Re: split failed caused by FileNotFoundException

Posted by 周帅锋 <zh...@gmail.com>.
I rechecked the code in 0.98, this problem is solved by check the store
object in the compactrunner and cance the compact the compact.
HRegion.compact:

      byte[] cf = Bytes.toBytes(store.getColumnFamilyName());
      if (stores.get(cf) != store) {
        LOG.warn("Store " + store.getColumnFamilyName() + " on region " +
this
            + " has been re-instantiated, cancel this compaction request. "
            + " It may be caused by the roll back of split transaction");
        return false;
      }


But, is it better to replease the store object by the new one and continue
the compact on the store, instead of cancel?

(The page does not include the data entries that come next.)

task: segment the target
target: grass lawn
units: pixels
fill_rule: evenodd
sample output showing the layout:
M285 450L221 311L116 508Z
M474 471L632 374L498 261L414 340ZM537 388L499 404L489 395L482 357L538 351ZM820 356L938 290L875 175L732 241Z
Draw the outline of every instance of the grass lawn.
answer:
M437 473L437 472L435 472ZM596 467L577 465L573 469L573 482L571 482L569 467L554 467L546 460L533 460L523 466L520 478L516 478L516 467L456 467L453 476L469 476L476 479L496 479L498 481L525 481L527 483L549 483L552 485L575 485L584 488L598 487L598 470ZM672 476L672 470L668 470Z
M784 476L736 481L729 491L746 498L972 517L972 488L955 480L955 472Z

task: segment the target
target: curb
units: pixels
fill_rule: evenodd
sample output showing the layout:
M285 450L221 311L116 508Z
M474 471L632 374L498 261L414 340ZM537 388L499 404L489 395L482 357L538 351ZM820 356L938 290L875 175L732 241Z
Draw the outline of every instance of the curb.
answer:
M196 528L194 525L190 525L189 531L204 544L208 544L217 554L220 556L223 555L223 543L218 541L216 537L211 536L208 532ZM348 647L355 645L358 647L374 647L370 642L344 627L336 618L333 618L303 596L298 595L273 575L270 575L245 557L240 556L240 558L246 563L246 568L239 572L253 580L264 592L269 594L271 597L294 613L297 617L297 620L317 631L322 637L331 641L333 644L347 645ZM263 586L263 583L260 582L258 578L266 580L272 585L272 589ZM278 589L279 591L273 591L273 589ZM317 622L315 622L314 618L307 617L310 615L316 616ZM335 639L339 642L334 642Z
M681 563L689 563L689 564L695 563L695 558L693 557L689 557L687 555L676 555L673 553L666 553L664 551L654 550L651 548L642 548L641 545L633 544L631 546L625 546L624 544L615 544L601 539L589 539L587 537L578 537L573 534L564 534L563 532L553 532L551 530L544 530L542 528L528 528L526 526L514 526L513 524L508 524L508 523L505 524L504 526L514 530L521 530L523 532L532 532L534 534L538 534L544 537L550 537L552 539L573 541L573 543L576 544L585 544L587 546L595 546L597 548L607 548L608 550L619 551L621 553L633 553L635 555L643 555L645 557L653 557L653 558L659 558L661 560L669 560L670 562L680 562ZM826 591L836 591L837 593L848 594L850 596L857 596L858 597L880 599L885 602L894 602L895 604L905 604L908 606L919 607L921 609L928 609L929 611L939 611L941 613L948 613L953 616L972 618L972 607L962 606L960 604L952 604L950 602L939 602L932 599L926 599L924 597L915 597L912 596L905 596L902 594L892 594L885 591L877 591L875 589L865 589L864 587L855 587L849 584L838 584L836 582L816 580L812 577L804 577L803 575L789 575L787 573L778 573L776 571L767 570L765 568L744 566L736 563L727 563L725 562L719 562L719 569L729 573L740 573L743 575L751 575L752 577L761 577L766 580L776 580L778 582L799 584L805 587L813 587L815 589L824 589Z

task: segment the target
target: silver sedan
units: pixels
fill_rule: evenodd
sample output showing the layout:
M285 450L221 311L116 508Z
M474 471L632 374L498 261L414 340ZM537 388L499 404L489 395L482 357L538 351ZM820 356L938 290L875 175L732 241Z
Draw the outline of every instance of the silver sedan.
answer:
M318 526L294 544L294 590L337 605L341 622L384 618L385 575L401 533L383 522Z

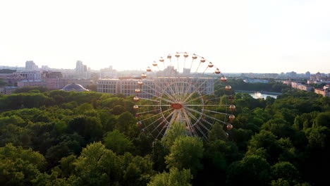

2014-12-04 15:00 GMT+08:00 周帅锋 <zh...@gmail.com>:

> In our hbase clusters, split sometimes failed because the file to be
> splited does not exist in parent region. In 0.94.2, this will cause
> regionserver shutdown because the split transction has reached  PONR state.
> In 0.94.20 or 0.98, split will fail and can roll back, because the split
> transction only reach  the state offlined_parent.
>
> In 0.94.2, the error is like below:
> 2014-09-23 22:27:55,710 INFO org.apache.hadoop.hbase.catalog.MetaEditor:
> Offlined parent region xxxxx in META
> 2014-09-23 22:27:55,820 INFO
> org.apache.hadoop.hbase.regionserver.SplitRequest: Running rollback/cleanup
> of failed split of xxxxx
> Caused by: java.io.IOException: java.io.IOException:
> java.io.FileNotFoundException: File does not exist: xxxxx
> Caused by: java.io.IOException: java.io.FileNotFoundException: File does
> not exist: xxxxx
> Caused by: java.io.FileNotFoundException: File does not exist: xxxxx
> 2014-09-23 22:27:55,823 FATAL
> org.apache.hadoop.hbase.regionserver.HRegionServer: ABORTING region server
> xxx,60020,1411383568857: Abort; we got an error after point-of-no-return
>
> The reasion of missing files is a little complex, the whole procedure
> include two failure split and one compact:
> 1) there are too many files in the region and compact is requested, but
> not execute because there are many CompactionRequests(compactionRunners) in
> the compaction queue. The compactionRequest hodes the object of the Store,
> and also hodes a storefile list to compact of the store.
>
> 2) the region size is big enough, and split is requested. the region is
> offline during spliting,and the store is closed. but the split failed when
> spliting files(for some reason, like io busy, etc. causing time out)
> 2014-09-23 18:26:02,738 INFO
> org.apache.hadoop.hbase.regionserver.SplitRequest: Running rollback/cleanup
> of failed split of xxxxx; Took too long to split the files and create the
> references, aborting split
>
> 3) split successfully roll back, and the region is online again. During
> roll back procedure, a new Store object is created, but the store in the
> compaction queue did not removed, so there are two(or maybe more) store
> object in regionserver.
>
> 4) the compaction on the store of the region requested before running, and
> some storefiles are compact and removed, new bigger storefiles are created.
> but the store reinitialized in the rollback split procedure doesn't know
> the change of the storefiles.
>
> 5) split on region running again and fail again, because the storefiles in
> parrent region doesn't exist(removed by compaction). Also, the split
> transction doesn't know that there is a new file created by the compaction.
> In 0.94.2, this error can't be found until the daughter region open, but
> it's too late, the split failed at PONR state, and this will causing
> regionserver shutdown. In 0.94.20 and 0.98, when doing splitStoreFiles, it
> will looking into the storefile in the parent region and can found the
> error before PONR, so split failure can be roll back.
>      code in HRegionFileSystem.splitStoreFile:
>      ...
>      byte[] lastKey = f.createReader().getLastKey();
>
> So, this situation is a fatal error in previous 0.94 version, and also a
> common bug in the later 0.94 and higher version. And this is also the
> reason why sometimes storefile reader is null(closed by the first failure
> split).
>